Mapping of the B23-interacting region in
HDAg. Panel A, schematic diagram of the His-tagged
small HDAg (dAg) and its various derivatives used for
in vitro binding assay. These His-tagged small HDAg variants
are designated by the amino acid residues of small HDAg fragment. The
binding ability of small HDAg and its derivatives with B23 are
indicated by a plus or a minus sign. Panel
B, partial purified His-tagged small HDAg (dAg) or its
various derivatives NdAg, NMdAg, MdAg, and CdAg (5 µg each) used for
the in vitro binding assay. All His-tagged dAg derivatives
were purified as described (see "Experimental Procedures") and
separated by SDS-PAGE and detected by Coomassie Blue (CB)
staining. Panel C, HeLa nuclear extracts (NE)
were incubated with His resins (lane 2) or His resins
prebound with small HDAg derivatives (lanes 3-7) as
indicated, and proteins bound on the beads were eluted with sampling
buffer and analyzed by SDS-PAGE followed by immunoblotting with
anti-B23 antibody (see "Experimental Procedures"). Lane
1, immunoblot of HeLa nuclear extracts (50 µg) with antibody
against B23. Panel D, in vitro translated
[35S]Met-labeled small HDAg (dAg, lane 1),
small HDAg mutant dAg- (17-56) (lane 2), FLAG-tagged B23
(lane 3), FLAG-tagged B23 and small HDAg (lane
4), or FLAG-tagged B23 together with dAg- (17-56) (lane
5) (5 µl each) was prepared and used for immunoprecipitation
experiments. Panel E, for immunoprecipitation, the in
vitro translated products (10 µl each) as indicated in
panel D were immunoprecipitated with mouse anti-FLAG M2
monoclonal antibody prebound with protein A-Sepharose and
immunoprecipitates were analyzed by SDS-PAGE followed by
autoradiography (see "Experimental Procedures").
|
|
The interaction domains of both HDAgs within the B23 protein was also
determined by the in vitro binding analysis using the GST-HDAg fusion proteins (GST-DAg or GST-dAg) and a series mutants of
in vitro translated B23. As shown in Fig.

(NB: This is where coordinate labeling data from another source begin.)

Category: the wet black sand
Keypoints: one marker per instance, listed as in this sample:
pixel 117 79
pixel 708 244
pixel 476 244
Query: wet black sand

6, after deletion of the COOH-terminal
fragment of B23 in B23-(1-285) and B23-(1-190), the proteins still
bound to both HDAgs. However, when the size of deletion was increased
in B23-(1-144) variant the binding activity of the mutated B23 was
dramatically reduced. Yet further deletion to give the B23-(1-127)
construct resulted in a complete loss of the binding activity,
suggesting that the region between residues 127 and 190 in B23 is
important for its binding with HDAg. Thus, it can be suggested that the
interaction of B23 and HDAg is mediated through their
NH2-terminal fragments and the regions encompassing amino
acid residues 1-88, but not the coiled-coil region, of HDAg and amino
acid residues 1-190 of B23 are sufficient for the protein-protein interaction.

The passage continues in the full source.